Nyström: correct implementation, adversarial problem. All four sketches reduce the exact κ (440.69 → 439.62…407.46), monotonically in rank, and all sit above their optimal-rank-$\ell$ lower bounds — exactly what arXiv:2110.02820 (Frangella–Tropp–Udell) predicts. But the reductions are marginal by construction of the problem: the Nyström preconditioner deflates the top of the spectrum, so the best any rank-$\ell$ method can achieve is $\kappa = \lambda_{\ell+1}/\lambda_{\min}$, and the 2-D Laplacian’s spectrum decays so slowly from the top that even a perfect rank-256 deflation (a quarter of all modes!) would leave $\kappa = 298$. The paper targets regularized/ridge-type systems with fast spectral decay and small effective dimension $d_{\mathrm{eff}}(\mu)$; the flat-topped Laplacian at $\mu = 0$ is the worst case. On top of that, the randomized sketch slightly perturbs the retained eigenvectors, which at these tiny κ-gains is enough to make the observed iteration counts (119–123) land above plain CG’s 116 rather than at the $\sqrt\kappa$-predicted 111–116. Full derivation in 07-nystrom-preconditioning.md.
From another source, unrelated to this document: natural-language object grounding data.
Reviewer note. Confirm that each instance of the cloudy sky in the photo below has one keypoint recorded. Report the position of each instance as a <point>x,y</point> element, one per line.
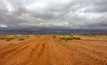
<point>36,15</point>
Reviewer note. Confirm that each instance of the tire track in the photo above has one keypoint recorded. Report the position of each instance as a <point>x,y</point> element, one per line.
<point>17,56</point>
<point>89,55</point>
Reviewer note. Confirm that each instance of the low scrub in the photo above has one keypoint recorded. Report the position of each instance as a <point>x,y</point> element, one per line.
<point>70,38</point>
<point>54,37</point>
<point>9,39</point>
<point>21,39</point>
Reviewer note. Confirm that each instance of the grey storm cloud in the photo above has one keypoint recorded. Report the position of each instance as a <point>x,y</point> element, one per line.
<point>53,14</point>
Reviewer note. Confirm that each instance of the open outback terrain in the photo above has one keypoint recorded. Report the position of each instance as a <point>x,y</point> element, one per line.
<point>46,50</point>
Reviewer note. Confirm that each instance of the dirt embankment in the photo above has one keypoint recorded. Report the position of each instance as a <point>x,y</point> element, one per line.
<point>49,51</point>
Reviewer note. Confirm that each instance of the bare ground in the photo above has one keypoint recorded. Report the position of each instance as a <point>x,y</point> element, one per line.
<point>49,51</point>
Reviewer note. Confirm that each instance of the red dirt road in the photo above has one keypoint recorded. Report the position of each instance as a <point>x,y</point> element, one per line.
<point>49,51</point>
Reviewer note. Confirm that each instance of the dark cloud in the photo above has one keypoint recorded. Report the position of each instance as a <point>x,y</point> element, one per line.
<point>53,15</point>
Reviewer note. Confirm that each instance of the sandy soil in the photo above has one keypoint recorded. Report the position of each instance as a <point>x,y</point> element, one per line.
<point>50,51</point>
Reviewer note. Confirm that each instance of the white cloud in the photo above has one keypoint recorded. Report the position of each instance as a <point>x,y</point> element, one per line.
<point>1,25</point>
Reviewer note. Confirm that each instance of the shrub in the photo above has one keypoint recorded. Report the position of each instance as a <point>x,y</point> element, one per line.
<point>9,39</point>
<point>21,39</point>
<point>54,37</point>
<point>70,38</point>
<point>77,38</point>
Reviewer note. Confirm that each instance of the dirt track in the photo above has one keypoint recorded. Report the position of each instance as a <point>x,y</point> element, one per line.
<point>49,51</point>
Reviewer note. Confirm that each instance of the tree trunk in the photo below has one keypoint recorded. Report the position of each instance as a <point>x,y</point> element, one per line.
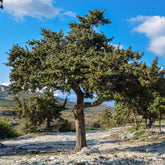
<point>160,117</point>
<point>80,130</point>
<point>146,123</point>
<point>136,121</point>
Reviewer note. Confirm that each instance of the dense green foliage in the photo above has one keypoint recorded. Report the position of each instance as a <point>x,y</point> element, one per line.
<point>83,61</point>
<point>6,131</point>
<point>37,108</point>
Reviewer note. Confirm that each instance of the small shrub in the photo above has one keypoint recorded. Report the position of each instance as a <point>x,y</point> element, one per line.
<point>139,133</point>
<point>6,131</point>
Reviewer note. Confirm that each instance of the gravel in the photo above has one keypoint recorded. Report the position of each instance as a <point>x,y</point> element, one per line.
<point>104,148</point>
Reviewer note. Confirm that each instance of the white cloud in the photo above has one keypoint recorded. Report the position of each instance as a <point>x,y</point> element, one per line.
<point>33,8</point>
<point>157,46</point>
<point>153,27</point>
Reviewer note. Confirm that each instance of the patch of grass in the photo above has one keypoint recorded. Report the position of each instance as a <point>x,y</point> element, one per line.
<point>90,128</point>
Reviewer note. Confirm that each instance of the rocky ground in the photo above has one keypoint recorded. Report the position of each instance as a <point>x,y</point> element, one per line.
<point>114,146</point>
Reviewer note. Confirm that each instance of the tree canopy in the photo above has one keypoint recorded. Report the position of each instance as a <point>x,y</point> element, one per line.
<point>83,61</point>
NPO: clustering, not symmetry, drives the win. The NPO is not a matrix — it’s a ReLU network — so npo_spectrum.py linearizes it column-by-column ($\tilde M_{:,j} = M_\theta(e_j)$, exact per column because the wrapper normalizes inputs and $\Vert e_j\Vert = 1$) and takes the dense nonsymmetric spectrum of $\tilde M A$. From npo_spectrum.json:

So the NPO’s 116 → 30 comes from squeezing the spectrum of the preconditioned operator into one decade with a strong cluster near the median — despite being nothing like an SPD matrix. The naive $\sqrt{440.69/12.56} \approx 5.9\times$ prediction overestimates the realized $3.87\times$; the gap is exactly the price of complex eigenvalues, non-normality, and the 43% nonlinearity, which FCG’s local orthogonality tolerates but cannot fully exploit. Details in 06-neural-preconditioner.md. (Training context: 400 epochs, 50,465 parameters, 216.6 s wall; total loss 7.504 → 0.301, with the condition/residual/data terms ending at 0.0738/0.1545/0.0730 — npo_training_history.json.)
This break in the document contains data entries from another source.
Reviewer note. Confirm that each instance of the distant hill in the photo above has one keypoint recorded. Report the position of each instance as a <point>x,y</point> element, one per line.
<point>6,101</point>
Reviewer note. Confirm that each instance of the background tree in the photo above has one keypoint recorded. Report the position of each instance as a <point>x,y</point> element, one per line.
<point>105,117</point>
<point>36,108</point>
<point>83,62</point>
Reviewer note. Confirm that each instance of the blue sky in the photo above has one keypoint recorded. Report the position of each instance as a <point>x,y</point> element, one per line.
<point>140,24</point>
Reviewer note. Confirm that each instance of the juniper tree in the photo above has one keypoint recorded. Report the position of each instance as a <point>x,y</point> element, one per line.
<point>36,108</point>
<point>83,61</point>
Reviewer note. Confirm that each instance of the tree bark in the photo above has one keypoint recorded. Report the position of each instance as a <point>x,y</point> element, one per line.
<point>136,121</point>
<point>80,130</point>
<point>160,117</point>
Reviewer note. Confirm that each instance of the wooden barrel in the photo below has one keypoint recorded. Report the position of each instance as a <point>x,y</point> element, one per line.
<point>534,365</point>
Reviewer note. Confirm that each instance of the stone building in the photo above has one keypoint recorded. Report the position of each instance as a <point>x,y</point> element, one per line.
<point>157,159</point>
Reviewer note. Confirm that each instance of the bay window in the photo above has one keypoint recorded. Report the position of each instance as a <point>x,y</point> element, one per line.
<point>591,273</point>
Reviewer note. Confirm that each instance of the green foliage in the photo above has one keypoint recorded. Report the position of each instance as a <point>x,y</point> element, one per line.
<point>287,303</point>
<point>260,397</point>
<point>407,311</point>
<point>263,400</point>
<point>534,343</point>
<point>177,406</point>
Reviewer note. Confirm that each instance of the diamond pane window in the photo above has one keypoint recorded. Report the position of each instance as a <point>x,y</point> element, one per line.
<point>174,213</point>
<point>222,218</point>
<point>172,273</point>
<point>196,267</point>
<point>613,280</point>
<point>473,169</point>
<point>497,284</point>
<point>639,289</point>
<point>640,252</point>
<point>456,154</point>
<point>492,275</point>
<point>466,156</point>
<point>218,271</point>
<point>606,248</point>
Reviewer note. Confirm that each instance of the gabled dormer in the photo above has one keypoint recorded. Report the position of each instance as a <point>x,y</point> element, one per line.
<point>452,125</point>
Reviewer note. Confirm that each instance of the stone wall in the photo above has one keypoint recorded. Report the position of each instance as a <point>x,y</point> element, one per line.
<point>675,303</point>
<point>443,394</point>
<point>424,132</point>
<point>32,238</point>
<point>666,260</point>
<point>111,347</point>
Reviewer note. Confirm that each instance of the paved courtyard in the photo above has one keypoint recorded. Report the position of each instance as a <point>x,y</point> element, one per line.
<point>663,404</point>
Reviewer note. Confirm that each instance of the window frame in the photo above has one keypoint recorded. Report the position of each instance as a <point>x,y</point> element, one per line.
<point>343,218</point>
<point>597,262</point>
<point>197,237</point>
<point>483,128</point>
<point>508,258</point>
ILU: the boring winner. No spectral diagnostic was computed for ILU, and none is needed: at $N=1024$ with spilu defaults the incomplete factorization is nearly complete, $M^{-1}A \approx I$, and CG finishes in 5 iterations with the best final residual (6.2e-13) and the best accuracy vs spsolve (8.2e-14) of any method. This is the standing reminder that classical preconditioners are extremely hard to beat at small scale.

6. Sanity checks and anomalies

From results.json → sanity_checks (logic at run_all.py lines 173–204; hard assertions at lines 252–261):

check result
Jacobi iterations == plain-CG iterations, constant-coefficient (116 == 116) PASS (asserted)
Jacobi iterations < plain-CG iterations, variable-coefficient (137 < 771) PASS (asserted)
Nyström iterations strictly decreasing with rank FAIL (report-only)
Nyström iterations non-increasing AND rank-256 < rank-16 PASS (asserted)
every converged solve matches spsolve to 1e-8 rel. error PASS (asserted)
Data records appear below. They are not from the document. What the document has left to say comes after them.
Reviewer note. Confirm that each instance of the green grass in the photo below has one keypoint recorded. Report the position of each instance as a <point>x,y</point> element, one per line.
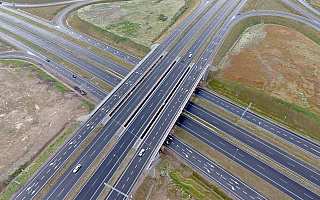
<point>194,185</point>
<point>297,118</point>
<point>47,12</point>
<point>14,63</point>
<point>36,164</point>
<point>34,1</point>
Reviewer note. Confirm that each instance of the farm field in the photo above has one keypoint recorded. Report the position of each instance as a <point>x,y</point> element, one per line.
<point>280,68</point>
<point>139,20</point>
<point>34,110</point>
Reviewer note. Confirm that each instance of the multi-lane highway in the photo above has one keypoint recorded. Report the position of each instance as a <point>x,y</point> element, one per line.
<point>273,128</point>
<point>250,140</point>
<point>246,160</point>
<point>171,107</point>
<point>181,89</point>
<point>79,36</point>
<point>213,171</point>
<point>34,186</point>
<point>53,67</point>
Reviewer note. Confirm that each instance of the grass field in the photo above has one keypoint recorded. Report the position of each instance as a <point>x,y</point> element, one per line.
<point>246,176</point>
<point>138,20</point>
<point>176,180</point>
<point>47,13</point>
<point>125,43</point>
<point>34,1</point>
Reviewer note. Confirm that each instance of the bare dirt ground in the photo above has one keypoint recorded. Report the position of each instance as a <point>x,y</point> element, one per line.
<point>278,61</point>
<point>31,113</point>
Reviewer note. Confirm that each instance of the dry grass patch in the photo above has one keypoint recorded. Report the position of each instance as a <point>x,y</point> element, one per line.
<point>92,169</point>
<point>56,177</point>
<point>118,173</point>
<point>260,133</point>
<point>246,176</point>
<point>34,1</point>
<point>282,64</point>
<point>275,5</point>
<point>139,20</point>
<point>47,13</point>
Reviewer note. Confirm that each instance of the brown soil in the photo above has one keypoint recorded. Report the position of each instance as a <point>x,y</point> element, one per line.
<point>284,64</point>
<point>31,113</point>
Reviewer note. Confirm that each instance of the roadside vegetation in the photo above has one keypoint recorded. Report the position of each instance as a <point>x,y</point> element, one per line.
<point>243,174</point>
<point>275,5</point>
<point>174,179</point>
<point>34,1</point>
<point>131,27</point>
<point>47,12</point>
<point>28,172</point>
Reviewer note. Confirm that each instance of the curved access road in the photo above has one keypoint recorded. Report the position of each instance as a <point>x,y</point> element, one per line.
<point>40,4</point>
<point>79,36</point>
<point>52,66</point>
<point>246,160</point>
<point>213,171</point>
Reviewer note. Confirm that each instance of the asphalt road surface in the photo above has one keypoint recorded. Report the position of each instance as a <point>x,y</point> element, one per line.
<point>250,140</point>
<point>265,172</point>
<point>170,109</point>
<point>213,171</point>
<point>271,127</point>
<point>34,187</point>
<point>79,36</point>
<point>53,67</point>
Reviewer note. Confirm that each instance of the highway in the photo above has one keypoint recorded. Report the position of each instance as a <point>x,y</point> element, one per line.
<point>71,58</point>
<point>95,185</point>
<point>53,67</point>
<point>259,168</point>
<point>111,100</point>
<point>213,171</point>
<point>271,127</point>
<point>79,36</point>
<point>115,68</point>
<point>141,73</point>
<point>171,108</point>
<point>250,140</point>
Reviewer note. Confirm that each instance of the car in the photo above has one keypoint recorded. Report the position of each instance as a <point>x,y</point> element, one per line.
<point>142,151</point>
<point>76,169</point>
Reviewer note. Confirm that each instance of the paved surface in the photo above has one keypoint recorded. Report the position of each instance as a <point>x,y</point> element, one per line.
<point>172,107</point>
<point>250,140</point>
<point>59,20</point>
<point>35,185</point>
<point>213,171</point>
<point>259,168</point>
<point>53,67</point>
<point>271,127</point>
<point>141,73</point>
<point>116,69</point>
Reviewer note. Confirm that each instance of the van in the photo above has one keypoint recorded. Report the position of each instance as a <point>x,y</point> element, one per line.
<point>141,152</point>
<point>76,169</point>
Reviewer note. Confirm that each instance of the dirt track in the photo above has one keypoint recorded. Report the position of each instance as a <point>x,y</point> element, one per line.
<point>32,111</point>
<point>281,62</point>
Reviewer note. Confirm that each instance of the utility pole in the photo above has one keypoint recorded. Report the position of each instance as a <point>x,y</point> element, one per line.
<point>234,155</point>
<point>245,110</point>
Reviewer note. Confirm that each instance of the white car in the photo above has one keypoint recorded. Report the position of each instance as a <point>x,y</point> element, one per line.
<point>76,169</point>
<point>141,152</point>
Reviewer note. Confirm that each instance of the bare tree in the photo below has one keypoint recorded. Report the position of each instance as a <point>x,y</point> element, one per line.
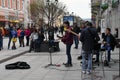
<point>51,11</point>
<point>36,9</point>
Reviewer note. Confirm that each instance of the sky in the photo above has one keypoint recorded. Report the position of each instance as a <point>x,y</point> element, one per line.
<point>80,8</point>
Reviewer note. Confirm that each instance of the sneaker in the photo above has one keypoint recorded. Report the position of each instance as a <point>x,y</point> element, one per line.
<point>88,72</point>
<point>83,72</point>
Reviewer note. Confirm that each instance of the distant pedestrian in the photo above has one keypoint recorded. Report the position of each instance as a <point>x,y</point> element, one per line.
<point>33,38</point>
<point>68,41</point>
<point>22,34</point>
<point>62,29</point>
<point>14,38</point>
<point>27,34</point>
<point>0,39</point>
<point>116,32</point>
<point>76,29</point>
<point>109,43</point>
<point>18,34</point>
<point>87,38</point>
<point>3,34</point>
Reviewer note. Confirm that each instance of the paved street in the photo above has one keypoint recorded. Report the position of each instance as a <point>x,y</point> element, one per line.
<point>38,61</point>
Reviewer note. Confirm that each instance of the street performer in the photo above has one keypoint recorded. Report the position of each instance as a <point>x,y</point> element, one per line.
<point>68,40</point>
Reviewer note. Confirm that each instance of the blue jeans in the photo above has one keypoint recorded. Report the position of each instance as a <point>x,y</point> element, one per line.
<point>68,50</point>
<point>86,64</point>
<point>76,41</point>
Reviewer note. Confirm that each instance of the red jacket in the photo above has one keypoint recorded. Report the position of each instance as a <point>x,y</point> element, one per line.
<point>68,38</point>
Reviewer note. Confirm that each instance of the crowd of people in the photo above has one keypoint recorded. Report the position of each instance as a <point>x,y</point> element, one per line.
<point>91,44</point>
<point>87,35</point>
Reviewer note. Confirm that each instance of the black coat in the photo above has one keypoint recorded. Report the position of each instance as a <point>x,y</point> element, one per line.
<point>87,39</point>
<point>112,40</point>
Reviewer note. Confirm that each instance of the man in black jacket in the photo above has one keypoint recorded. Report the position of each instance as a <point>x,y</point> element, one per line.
<point>109,43</point>
<point>87,38</point>
<point>76,29</point>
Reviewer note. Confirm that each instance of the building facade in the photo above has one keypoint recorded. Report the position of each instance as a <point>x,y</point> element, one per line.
<point>106,14</point>
<point>14,11</point>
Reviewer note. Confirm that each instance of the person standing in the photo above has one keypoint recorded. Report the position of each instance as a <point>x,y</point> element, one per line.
<point>68,40</point>
<point>22,34</point>
<point>76,29</point>
<point>10,34</point>
<point>87,38</point>
<point>33,38</point>
<point>109,43</point>
<point>14,38</point>
<point>27,34</point>
<point>18,34</point>
<point>0,39</point>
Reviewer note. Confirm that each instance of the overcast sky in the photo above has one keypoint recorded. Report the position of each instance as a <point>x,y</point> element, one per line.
<point>79,7</point>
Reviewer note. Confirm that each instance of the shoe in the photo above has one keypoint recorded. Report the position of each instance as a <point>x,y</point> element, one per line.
<point>79,58</point>
<point>84,72</point>
<point>88,72</point>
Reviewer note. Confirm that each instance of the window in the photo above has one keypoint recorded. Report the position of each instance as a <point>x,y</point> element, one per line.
<point>18,4</point>
<point>9,6</point>
<point>23,5</point>
<point>3,3</point>
<point>14,4</point>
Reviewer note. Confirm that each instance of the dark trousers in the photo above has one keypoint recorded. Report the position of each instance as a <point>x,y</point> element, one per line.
<point>10,38</point>
<point>32,45</point>
<point>76,41</point>
<point>19,40</point>
<point>27,39</point>
<point>0,43</point>
<point>68,52</point>
<point>22,41</point>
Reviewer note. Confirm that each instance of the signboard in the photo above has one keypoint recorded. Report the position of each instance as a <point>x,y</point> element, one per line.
<point>69,18</point>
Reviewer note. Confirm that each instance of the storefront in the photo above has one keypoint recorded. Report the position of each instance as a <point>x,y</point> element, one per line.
<point>3,20</point>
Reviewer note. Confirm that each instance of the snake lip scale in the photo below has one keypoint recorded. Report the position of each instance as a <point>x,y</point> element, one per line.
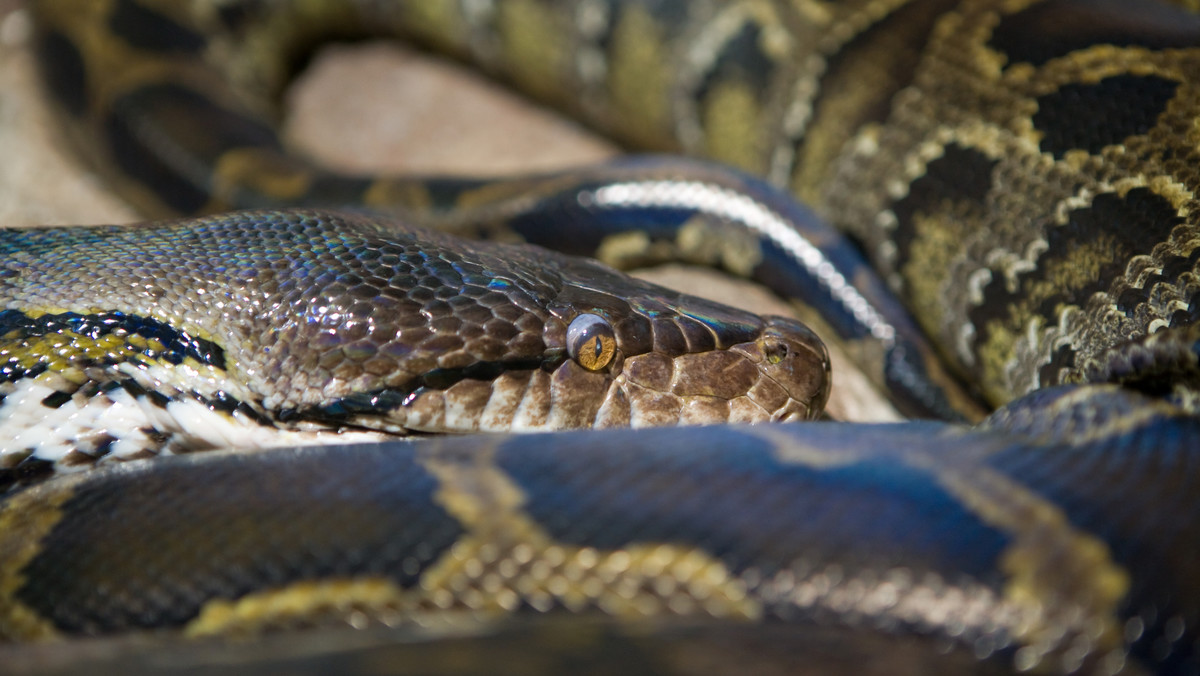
<point>1002,231</point>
Anomalies, in decreasing order of interest:

  1. Nyström strict monotonicity fails on a tie. Iterations by rank $[16, 64, 128, 256]$ are $[123, 123, 122, 119]$ — ranks 16 and 64 tie at 123 even though rank 64’s exact κ is smaller (434.52 vs 439.62). Iteration counts are integers and the κ difference is 1.2%; a tie is unremarkable. run_all.py deliberately computes and reports the strict check as FAIL while asserting only the non-increasing-with-overall-decrease version (docstring lines 16–24, assertion list line 254–259).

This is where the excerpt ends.